Cuando volvió junto a la hoguera, se dio cuenta de que él había estirado el camastro y había echado más leña al fuego. Estaba leyendo de nuevo, absorto en sus principios sobre moralidad. Ella se sentó sobre la manta.

–Estoy cansada –dijo.

–Buenas noches, señorita Darby.

Ella se tendió de espaldas al señor Bain, y notó que él se levantaba y se alejaba. Volvió unos minutos más tardes y atizó el fuego. Por desgracia, la hoguera no daba calor suficiente, y ella ni siquiera sentía los dedos de las manos ni de los pies. El frío se le había metido en los huesos. Se estremeció y se envolvió más estrechamente con la capa.

Un momento más tarde, el señor Bain se tendió a su lado, tan cerca, que a ella se le aceleró el corazón. No confiaba en él, puesto que no confiaba en ningún hombre, y sintió miedo.

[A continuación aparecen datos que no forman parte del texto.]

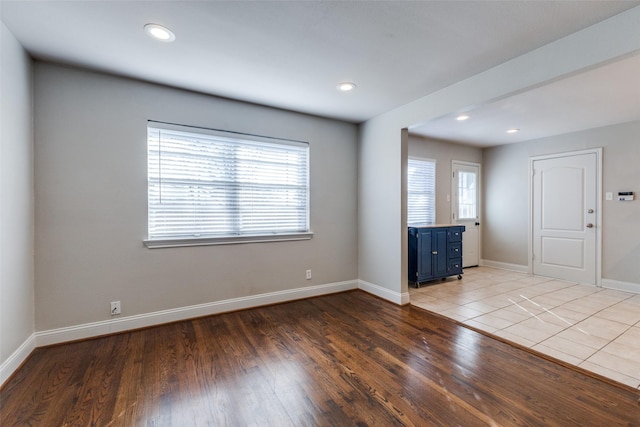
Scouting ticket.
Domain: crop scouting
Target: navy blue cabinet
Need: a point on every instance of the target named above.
(435, 252)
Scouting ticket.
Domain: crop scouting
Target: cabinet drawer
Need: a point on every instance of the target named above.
(455, 250)
(455, 234)
(454, 265)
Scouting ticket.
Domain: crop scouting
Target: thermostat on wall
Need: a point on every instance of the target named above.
(624, 196)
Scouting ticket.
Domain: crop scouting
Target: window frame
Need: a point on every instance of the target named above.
(433, 193)
(272, 236)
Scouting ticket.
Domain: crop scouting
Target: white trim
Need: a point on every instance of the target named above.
(17, 358)
(384, 293)
(504, 266)
(90, 330)
(210, 241)
(621, 286)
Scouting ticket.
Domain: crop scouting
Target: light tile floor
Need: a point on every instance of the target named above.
(594, 328)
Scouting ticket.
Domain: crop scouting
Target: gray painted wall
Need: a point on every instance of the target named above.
(16, 197)
(443, 153)
(506, 197)
(382, 255)
(91, 202)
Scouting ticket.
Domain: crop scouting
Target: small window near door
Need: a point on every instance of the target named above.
(467, 182)
(421, 191)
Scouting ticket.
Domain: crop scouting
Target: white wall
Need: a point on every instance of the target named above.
(382, 254)
(443, 153)
(506, 189)
(16, 205)
(91, 202)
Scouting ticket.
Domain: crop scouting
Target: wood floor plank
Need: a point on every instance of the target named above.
(342, 359)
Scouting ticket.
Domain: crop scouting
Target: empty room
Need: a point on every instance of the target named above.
(319, 213)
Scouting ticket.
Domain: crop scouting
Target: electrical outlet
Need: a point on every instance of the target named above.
(115, 308)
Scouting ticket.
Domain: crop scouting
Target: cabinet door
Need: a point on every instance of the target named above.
(425, 247)
(439, 251)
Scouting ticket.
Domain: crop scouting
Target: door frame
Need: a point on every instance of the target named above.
(598, 153)
(454, 202)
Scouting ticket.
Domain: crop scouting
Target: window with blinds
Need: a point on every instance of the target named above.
(421, 191)
(218, 187)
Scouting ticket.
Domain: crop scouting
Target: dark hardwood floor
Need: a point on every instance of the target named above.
(337, 360)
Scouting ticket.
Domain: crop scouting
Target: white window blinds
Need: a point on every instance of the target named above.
(209, 184)
(421, 192)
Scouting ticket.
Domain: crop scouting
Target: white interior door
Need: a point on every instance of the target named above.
(565, 216)
(465, 208)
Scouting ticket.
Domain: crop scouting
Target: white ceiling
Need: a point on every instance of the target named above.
(292, 54)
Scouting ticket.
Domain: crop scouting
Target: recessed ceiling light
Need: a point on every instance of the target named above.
(159, 32)
(346, 86)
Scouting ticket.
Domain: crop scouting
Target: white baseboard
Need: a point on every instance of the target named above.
(621, 286)
(504, 266)
(90, 330)
(384, 293)
(17, 358)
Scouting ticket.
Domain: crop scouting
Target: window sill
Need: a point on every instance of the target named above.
(210, 241)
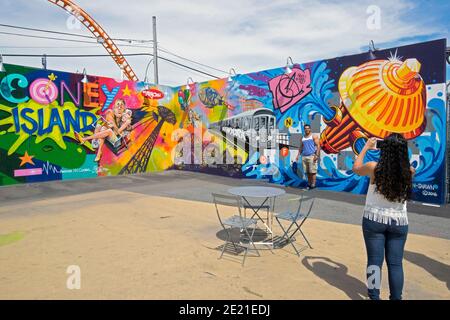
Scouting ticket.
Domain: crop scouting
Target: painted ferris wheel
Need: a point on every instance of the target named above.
(99, 33)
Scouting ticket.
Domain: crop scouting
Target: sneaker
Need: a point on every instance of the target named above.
(94, 143)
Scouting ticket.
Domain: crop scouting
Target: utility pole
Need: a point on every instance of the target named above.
(155, 51)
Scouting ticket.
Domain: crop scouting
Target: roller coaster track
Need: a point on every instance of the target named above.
(99, 33)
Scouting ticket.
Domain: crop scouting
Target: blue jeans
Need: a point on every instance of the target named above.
(384, 240)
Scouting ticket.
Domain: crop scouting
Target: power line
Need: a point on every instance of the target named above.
(107, 55)
(92, 37)
(70, 34)
(50, 47)
(193, 61)
(61, 39)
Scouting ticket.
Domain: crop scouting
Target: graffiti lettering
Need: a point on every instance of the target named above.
(43, 121)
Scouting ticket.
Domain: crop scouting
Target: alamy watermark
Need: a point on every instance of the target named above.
(373, 277)
(74, 278)
(373, 21)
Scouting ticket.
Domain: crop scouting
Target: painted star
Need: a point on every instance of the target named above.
(126, 91)
(26, 159)
(52, 77)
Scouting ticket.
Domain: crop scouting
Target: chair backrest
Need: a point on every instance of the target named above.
(226, 200)
(299, 212)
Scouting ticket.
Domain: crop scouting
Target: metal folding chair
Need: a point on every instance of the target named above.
(296, 220)
(235, 222)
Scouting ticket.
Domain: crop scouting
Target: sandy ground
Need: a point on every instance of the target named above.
(134, 246)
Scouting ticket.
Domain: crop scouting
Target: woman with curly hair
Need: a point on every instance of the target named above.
(385, 221)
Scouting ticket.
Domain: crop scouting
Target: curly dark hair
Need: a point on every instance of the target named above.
(393, 176)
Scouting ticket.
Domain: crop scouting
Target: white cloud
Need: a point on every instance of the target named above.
(248, 35)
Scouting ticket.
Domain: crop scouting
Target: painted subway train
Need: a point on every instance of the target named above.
(255, 127)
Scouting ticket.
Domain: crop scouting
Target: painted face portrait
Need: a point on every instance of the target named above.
(119, 108)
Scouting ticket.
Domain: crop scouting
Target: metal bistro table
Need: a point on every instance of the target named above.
(259, 192)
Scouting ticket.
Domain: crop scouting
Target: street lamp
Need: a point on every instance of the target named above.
(372, 49)
(2, 67)
(146, 70)
(231, 73)
(289, 66)
(84, 80)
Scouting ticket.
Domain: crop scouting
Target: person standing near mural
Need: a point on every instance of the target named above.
(118, 125)
(310, 152)
(385, 221)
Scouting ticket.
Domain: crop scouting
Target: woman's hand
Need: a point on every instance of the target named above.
(371, 144)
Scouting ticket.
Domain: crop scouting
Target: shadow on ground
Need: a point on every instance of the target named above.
(336, 275)
(439, 270)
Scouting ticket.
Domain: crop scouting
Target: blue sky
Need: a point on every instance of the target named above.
(247, 35)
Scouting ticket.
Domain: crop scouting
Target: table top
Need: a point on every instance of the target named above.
(256, 191)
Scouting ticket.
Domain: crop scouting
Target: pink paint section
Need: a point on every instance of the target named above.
(27, 172)
(289, 89)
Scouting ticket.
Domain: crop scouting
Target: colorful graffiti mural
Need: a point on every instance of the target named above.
(55, 126)
(345, 100)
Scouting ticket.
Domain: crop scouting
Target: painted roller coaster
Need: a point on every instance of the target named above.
(99, 33)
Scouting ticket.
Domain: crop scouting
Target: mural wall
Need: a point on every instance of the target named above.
(56, 125)
(345, 100)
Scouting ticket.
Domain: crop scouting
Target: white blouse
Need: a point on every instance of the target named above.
(379, 209)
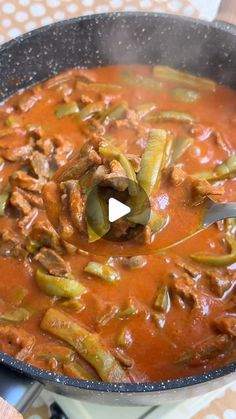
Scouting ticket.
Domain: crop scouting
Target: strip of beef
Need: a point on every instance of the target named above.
(28, 101)
(77, 167)
(219, 283)
(39, 165)
(46, 146)
(18, 201)
(24, 181)
(117, 178)
(188, 268)
(227, 325)
(26, 223)
(33, 198)
(202, 189)
(16, 154)
(44, 233)
(184, 287)
(75, 203)
(65, 227)
(52, 262)
(63, 153)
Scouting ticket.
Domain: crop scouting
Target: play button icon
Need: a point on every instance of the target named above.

Y aquel miedo se intensificó cuando él le dijo:

–Está temblando, señorita. Venga aquí.

–No –dijo ella. Sin embargo, él le agarró la mano y tiró hacia sí. Maura gritó al pensar que iba a besarla, o que iba a manosearla, pero, cuando ella rodó, él también lo hizo, de modo que ella quedó pegada a su espalda y él hizo que le rodeara la cintura con un brazo–. ¿Qué está haciendo?

–Ayudándola a entrar en calor. No quiero que se congele.

Ella trató de zafarse, pero él no se lo permitió.

–No voy a acosarla, señorita Darby, le doy mi palabra. Solo quiero que entre en calor. Duérmase.

–¡Si cree que puedo dormirme así, es que está loco!

–Lo que usted diga.

Obviamente, él podía dormir perfectamente de aquel modo, porque su respiración comenzó a ser cada vez más lenta, hasta que pareció que se quedaba dormido.

Aunque le costó un esfuerzo, ella también empezó a relajarse. Sintió la fuerza de su cuerpo y percibió su olor a cuero y cardamomo. Y su calor. Por el amor de Dios, aquel cuerpo daba más calor que un brasero. Además, tenía que reconocer que se sentía un poco más segura a su lado, en medio de aquel bosque. Así pues, se acurrucó contra él para obtener más calor. El señor Bain gruñó, entrelazó sus dedos con los de ella y la mantuvo cerca.

Así debía de ser un matrimonio cuando existía afecto entre dos personas. Podría dormir al lado de un hombre y disfrutar de su calor todas las noches. Podría sentirse segura y caliente. ¿Y deseada? Eso le gustaría y, tal vez, lo consiguiese algún día.

Cerró los ojos. Tenía la tentación de quedarse dormida, pero no se atrevió. Había muchas cosas en las que pensar, muchas cosas que planear, y no podía hacerlo mientras él estuviera despierto y la distrajera con su actitud calmada y segura.